Tony Woodlief | Author

Conflict of Visions

I suppose the Constitution has seen better times. Time Magazine asked last year if it’s still relevant, a former Speaker of the House scoffed at the notion that a radical expansion of federal power might be forbidden by it, and a fair portion of Americans can’t tell you the first thing about its contents.

We’ve become so preoccupied with teaching the mechanics of the Constitution (e.g., three branches, bicameral legislature, checks and balances) that we have forgotten a truth about man that informs it, and which undergirds its very purpose.
United States Constitution

That scrap of wisdom is that man is self-interested, possessed of limited knowledge, and self-deceiving. All of which means that he is capable of doing evil and calling it good.

The American founders understood this, but it flies in the face of our modern civic religion, which may be summed up as a faith in the goodhearted man. Voters hew to their parties like tribes, and come election time they quickly learn to parrot the narrative of virtue about their major candidate, handed down to them by their tribal shamans.

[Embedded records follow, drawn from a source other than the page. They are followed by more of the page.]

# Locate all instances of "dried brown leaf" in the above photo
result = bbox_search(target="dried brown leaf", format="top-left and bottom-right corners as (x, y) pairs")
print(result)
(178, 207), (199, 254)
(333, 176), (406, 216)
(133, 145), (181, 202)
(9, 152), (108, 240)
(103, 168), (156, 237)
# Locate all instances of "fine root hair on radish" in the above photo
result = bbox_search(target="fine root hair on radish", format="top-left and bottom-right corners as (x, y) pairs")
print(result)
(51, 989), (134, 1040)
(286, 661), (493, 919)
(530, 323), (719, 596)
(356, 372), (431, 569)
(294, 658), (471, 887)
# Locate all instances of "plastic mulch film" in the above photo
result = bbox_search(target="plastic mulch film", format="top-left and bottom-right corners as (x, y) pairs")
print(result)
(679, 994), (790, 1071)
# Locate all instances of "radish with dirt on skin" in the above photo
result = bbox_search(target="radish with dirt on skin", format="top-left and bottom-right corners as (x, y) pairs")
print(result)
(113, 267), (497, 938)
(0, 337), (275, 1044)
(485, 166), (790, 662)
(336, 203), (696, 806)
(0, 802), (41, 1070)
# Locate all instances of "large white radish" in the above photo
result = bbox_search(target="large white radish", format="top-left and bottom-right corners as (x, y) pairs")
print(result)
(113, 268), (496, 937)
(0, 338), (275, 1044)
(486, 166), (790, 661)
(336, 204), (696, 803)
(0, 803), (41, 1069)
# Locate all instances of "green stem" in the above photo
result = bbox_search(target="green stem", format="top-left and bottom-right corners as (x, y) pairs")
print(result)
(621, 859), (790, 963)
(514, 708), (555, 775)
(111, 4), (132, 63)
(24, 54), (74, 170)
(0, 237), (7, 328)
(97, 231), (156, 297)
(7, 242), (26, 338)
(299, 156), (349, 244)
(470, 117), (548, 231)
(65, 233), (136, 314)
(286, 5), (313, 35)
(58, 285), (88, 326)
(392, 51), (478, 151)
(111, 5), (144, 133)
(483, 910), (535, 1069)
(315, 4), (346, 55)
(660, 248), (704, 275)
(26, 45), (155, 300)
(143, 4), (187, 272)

The problem with America, they think, is that we just need to get rid of the bad people and put in some good, honest, hard-working leaders to direct us to a bright, shining, jobs-filled future where gas stays below three dollars a gallon.

Once people get worked into a frenzy about the goodness of their leader—be he a former oil man who promises to whip the daylights out of the terrorists, or a former community organizer who promises free medical care—they get impatient with people who question their man, and impatient with restraints on his power.

Thus do so-called conservatives back radical expansions of federal power in wars against drugs and terrorists, and thus do so-called liberals restrict the meaning of the word “choice” to the extraction of unwanted fetuses. We’ll do so much good for you, each tribe tells us, if we can just have some running room.

To which the Founders would reply: we shot and bombed and bayoneted a whole pile of guys for talking that way.

America has a Constitution that restrains the federal government precisely because man, no matter how virtuous compared to his fellows, can deceive himself, once he holds the reins of power, and enslave the rest of us in pursuit of his vision of heaven on earth. We would do well to remember that, and teach children the same.

So on Constitution Day, while of course I hope everyone reads the document itself, I recommend we all spend a little time getting reacquainted with Thomas Sowell’s Conflict of Visions.

And if you’ve never heard of it, well, you’re welcome.